O ministro Dias Toffoli, do Tribunal Superior Eleitoral (TSE), determinou no domingo (30) a suspensão temporária da campanha digital de Renan Santos (Missão), candidato à Presidência da República. A decisão foi divulgada na segunda-feira (31) e também atinge o candidato a vice, Aroldo Medina.
A medida foi tomada após a Justiça Eleitoral identificar que 16 perfis utilizados pela chapa não haviam sido informados no momento do registro da candidatura.

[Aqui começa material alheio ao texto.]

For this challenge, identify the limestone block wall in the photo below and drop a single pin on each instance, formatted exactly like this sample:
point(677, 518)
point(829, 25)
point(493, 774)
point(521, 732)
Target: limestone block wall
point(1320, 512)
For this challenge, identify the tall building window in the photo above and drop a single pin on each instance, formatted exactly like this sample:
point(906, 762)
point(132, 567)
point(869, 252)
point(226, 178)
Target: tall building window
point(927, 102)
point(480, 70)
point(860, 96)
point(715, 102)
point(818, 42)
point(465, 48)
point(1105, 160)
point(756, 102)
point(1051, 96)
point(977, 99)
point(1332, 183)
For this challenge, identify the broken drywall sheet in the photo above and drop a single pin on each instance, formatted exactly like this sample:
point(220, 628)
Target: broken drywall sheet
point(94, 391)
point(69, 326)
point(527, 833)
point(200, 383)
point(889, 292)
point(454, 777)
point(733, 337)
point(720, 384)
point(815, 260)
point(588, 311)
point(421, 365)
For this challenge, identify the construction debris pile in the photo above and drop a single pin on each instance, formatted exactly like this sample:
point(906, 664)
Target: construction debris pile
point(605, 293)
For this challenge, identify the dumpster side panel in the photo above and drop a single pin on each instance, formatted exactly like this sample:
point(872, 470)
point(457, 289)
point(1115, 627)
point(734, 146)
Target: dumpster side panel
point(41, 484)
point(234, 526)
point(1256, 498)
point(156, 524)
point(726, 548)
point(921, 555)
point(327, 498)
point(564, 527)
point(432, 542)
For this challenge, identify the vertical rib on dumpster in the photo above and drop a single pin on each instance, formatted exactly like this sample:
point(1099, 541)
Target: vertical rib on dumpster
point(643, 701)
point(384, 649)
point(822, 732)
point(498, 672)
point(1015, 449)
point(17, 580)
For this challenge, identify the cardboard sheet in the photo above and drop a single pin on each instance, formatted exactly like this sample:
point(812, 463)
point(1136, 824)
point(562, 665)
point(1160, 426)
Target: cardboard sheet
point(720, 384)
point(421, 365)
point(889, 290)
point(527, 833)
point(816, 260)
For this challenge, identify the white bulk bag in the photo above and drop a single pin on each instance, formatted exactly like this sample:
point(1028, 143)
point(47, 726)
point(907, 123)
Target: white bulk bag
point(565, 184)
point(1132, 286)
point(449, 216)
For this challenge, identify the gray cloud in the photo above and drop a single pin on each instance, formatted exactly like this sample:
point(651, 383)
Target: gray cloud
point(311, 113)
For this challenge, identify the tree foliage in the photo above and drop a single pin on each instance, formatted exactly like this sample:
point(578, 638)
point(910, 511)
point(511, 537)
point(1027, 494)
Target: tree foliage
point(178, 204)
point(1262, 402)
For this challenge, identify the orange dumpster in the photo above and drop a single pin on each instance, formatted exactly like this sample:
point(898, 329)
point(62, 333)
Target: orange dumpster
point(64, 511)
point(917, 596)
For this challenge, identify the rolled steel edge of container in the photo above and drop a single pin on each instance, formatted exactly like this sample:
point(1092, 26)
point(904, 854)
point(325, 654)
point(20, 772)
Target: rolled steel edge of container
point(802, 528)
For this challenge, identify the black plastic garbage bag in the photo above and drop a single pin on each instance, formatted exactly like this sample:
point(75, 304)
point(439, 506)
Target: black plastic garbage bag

O pedido de registro foi apresentado em 7 de agosto, enquanto parte das contas foi comunicada ao TSE somente em 19 de agosto.
Para Toffoli, a apresentação posterior dos perfis dificultou o controle da propaganda digital e permitiu que determinadas contas permanecessem fora da identificação oficial da campanha.
Com a decisão, ficou suspensa a propaganda eleitoral da chapa nos perfis que não foram informados dentro do prazo. O ministro também determinou a interrupção de novos repasses e gastos com recursos do Fundo Eleitoral e proibiu a participação do candidato em debates de rádio, televisão, podcasts e outros meios de comunicação.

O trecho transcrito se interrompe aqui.